In this work, Bhagavan Ramana summarises the teachings that Lord Siva gave in ancient days to the ascetics in the Daruka Forest, indicating in the first fifteen verses that all other spiritual practices must eventually lead to the simple practice of self-investigation (ātma-vicāra), which is the only means to eradicate ego, and then explaining this practice in more depth in verses 16 to 30. - Michael James

Verse 1: Action giving fruit is by the ordainment of God. Since action is non-aware, is action God?
Verse 2: The fruit of action having perished, as seed it causes to fall in the ocean of action. It is not giving liberation.
Verse 3: Desireless action done for God, purifying the mind, it will show the path to liberation.

 

Verse 4: This is certain: pūjā, japa and dhyāna are actions of body, speech and mind. One than one is superior.
Verse 5: Worshipping thinking that all eight forms are forms of God is good pūjā of God.
Verse 6: Rather than praising; in a loud voice; rather than japa within the mouth, what is done by mind is beneficial. This is called dhyāna.
Verse 7: Rather than meditating leavingly, certainly meditating unleavingly, like a river or the falling of ghee, is superior to meditate.
Verse 8: Rather than anya-bhāva, certainly ananya-bhāva, in which he is I, is the best among all.

 

Verse 9: By the strength of meditation, being in sat-bhāva, which transcends bhāvana, alone is para-bhakti tattva.
Verse 10: Subsidingly being in the place from which one rose: that is karma and bhakti; that is yōga and jñāna.

 

Verse 11: When one restrains the breath within, like a bird caught in a net the mind also will be restrained. This is a means to restrain.
Verse 12: Mind and breath are two branches, which have knowing and doing. Their root is one.
Verse 13: Dissolution is two: laya and nāśa. What is lying down will rise. If form dies, it will not rise.
Verse 14: Only when one sends the mind, which will become calm when one restrains the breath, on the investigating path will its form perish.
Verse 15: When the form of the mind is annihilated, for the great yōgi who remains permanently as the reality, there is not a single doing. He has attained his nature.

 

Verse 16: Leaving external phenomena, the mind knowing its own form of light is alone real awareness.

 

Verse 17: When one investigates the form of the mind without forgetting, there is not anything called ‘mind’. This is the direct path for everyone whomsoever.

 

Verse 18: Thoughts alone are mind. Of all, the thought called ‘I’ alone is the root. What is called mind is ‘I’.

 

Verse 19: When one investigates within what the place is from which one rises as ‘I’, ‘I’ will die. This is awareness-investigation.

 

Verse 20: In the place where ‘I’ merges, that, the one, appears spontaneously as ‘I am I’. That itself is the whole.

 

Verse 21: That is at all times the substance of the word called ‘I’, because of the exclusion of our non-existence even in sleep, which is devoid of ‘I’.

 

Verse 22: Since body, mind, intellect, life and darkness are all jaḍa and asat, they are not ‘I’, which is sat.

 

Verse 23: Because of the non-existence of other awareness to be aware of what exists, what exists is awareness.
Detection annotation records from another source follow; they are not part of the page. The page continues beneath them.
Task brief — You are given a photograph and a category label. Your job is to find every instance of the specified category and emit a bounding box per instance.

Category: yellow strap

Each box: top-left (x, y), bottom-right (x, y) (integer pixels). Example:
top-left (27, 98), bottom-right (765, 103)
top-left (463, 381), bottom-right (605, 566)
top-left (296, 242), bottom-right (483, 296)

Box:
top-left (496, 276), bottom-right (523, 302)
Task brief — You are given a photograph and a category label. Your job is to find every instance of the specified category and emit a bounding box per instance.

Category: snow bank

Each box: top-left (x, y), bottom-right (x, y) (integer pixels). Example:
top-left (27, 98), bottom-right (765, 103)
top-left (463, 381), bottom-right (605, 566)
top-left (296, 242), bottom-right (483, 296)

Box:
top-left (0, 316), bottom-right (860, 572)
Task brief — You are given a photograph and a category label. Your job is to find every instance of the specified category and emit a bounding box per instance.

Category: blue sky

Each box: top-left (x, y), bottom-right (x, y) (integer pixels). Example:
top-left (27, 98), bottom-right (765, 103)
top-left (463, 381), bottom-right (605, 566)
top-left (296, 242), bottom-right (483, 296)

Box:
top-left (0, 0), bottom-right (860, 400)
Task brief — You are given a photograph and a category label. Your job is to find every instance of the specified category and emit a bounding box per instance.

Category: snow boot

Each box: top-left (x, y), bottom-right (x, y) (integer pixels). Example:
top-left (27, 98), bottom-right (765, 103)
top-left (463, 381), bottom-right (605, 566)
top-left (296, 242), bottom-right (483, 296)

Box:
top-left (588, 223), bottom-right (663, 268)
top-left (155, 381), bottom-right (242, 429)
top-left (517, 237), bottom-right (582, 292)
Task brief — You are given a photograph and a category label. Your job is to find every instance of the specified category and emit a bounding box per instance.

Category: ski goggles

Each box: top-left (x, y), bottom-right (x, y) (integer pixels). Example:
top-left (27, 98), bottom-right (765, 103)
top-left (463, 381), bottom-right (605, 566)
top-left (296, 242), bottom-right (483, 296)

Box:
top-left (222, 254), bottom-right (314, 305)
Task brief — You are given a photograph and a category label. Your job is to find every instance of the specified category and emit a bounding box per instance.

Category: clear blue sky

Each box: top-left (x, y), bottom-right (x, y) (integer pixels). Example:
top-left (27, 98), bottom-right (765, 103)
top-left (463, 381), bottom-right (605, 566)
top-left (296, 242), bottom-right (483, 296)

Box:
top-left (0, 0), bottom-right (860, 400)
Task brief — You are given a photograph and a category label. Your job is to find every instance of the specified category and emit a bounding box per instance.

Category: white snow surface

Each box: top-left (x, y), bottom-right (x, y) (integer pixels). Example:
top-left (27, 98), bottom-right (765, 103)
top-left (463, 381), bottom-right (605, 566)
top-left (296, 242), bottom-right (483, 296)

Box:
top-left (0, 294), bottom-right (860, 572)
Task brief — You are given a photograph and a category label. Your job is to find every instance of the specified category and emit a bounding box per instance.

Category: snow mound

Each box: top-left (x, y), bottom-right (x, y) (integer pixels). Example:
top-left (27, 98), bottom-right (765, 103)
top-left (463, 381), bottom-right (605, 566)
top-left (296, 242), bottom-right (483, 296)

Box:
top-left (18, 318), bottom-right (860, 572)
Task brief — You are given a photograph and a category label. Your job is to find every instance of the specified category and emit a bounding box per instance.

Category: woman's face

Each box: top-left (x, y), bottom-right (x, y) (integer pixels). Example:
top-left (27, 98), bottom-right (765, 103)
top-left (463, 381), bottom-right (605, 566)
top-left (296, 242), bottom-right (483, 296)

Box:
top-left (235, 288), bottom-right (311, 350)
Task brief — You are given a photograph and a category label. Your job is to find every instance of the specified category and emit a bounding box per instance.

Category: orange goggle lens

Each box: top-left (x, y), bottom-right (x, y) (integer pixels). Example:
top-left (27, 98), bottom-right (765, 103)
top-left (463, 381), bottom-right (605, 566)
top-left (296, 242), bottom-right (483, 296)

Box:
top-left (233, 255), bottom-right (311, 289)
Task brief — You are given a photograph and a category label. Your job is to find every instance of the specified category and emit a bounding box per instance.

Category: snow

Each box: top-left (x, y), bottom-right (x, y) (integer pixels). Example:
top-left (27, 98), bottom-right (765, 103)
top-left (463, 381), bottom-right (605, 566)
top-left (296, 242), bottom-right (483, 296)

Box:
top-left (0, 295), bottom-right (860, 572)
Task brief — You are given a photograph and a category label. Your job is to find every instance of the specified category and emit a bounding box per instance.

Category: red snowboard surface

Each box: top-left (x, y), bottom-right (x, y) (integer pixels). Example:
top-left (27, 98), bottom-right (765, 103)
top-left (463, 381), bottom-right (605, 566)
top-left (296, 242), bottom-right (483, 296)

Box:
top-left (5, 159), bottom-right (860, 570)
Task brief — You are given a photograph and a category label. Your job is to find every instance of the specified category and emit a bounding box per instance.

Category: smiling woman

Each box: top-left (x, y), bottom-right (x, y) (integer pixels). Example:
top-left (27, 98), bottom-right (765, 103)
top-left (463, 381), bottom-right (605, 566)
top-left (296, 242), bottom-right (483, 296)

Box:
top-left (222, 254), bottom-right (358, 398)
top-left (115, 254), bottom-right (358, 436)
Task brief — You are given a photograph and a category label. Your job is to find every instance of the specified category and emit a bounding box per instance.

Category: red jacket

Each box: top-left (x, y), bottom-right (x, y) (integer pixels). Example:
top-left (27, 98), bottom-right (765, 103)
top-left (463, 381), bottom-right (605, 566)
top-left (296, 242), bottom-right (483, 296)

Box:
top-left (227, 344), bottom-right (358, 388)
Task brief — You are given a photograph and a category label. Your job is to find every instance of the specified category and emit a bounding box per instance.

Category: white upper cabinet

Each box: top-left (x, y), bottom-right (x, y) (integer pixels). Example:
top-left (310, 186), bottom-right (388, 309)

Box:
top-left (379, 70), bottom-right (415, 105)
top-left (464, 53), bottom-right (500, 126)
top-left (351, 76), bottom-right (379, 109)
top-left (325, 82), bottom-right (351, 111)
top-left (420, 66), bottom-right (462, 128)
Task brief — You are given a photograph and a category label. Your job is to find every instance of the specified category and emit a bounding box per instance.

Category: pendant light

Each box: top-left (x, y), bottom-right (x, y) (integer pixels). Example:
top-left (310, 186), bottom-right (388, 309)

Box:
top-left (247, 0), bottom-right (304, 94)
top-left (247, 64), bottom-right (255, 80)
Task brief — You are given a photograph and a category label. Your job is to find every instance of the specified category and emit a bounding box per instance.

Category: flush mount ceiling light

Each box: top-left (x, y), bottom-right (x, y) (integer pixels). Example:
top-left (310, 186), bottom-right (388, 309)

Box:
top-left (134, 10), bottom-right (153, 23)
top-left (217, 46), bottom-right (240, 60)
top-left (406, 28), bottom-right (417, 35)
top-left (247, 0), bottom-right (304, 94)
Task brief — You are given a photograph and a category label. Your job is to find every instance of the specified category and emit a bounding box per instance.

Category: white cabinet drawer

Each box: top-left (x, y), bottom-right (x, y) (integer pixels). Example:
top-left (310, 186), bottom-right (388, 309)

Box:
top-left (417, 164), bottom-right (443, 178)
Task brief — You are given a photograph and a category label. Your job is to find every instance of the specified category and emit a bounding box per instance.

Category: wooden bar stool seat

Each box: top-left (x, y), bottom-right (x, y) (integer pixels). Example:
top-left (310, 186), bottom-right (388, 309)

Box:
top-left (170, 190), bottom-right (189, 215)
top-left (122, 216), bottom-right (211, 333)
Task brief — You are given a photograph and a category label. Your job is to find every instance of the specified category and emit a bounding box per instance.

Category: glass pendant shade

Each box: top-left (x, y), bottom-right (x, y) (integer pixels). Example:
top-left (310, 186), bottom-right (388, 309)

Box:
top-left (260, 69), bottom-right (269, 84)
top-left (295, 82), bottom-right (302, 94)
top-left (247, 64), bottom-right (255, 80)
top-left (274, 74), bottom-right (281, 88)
Awareness alone exists as we.

 

Verse 24: By existing nature, God and soul are just one substance. Only adjunct-awareness is different.

 

Verse 25: Knowing oneself leaving aside adjuncts is itself knowing God, because of shining as oneself.

 

Verse 26: Being oneself alone is knowing oneself, because oneself is devoid of two. This is tanmaya-niṣṭhā.

 

Verse 27: Only knowledge that is devoid of knowledge and ignorance is knowledge. This is real. There is not anything for knowing.

 

Verse 28: If one knows what the nature of oneself is, then beginningless, endless and unbroken existence-awareness-happiness.

 

Verse 29: Standing in the state, thereby experiencing supreme bliss devoid of bondage and liberation, is standing in the service of God.

 

Verse 30: ‘I ceasing, if one knows what remains, what, that alone is good tapas’: thus said Lord Ramana, who is oneself.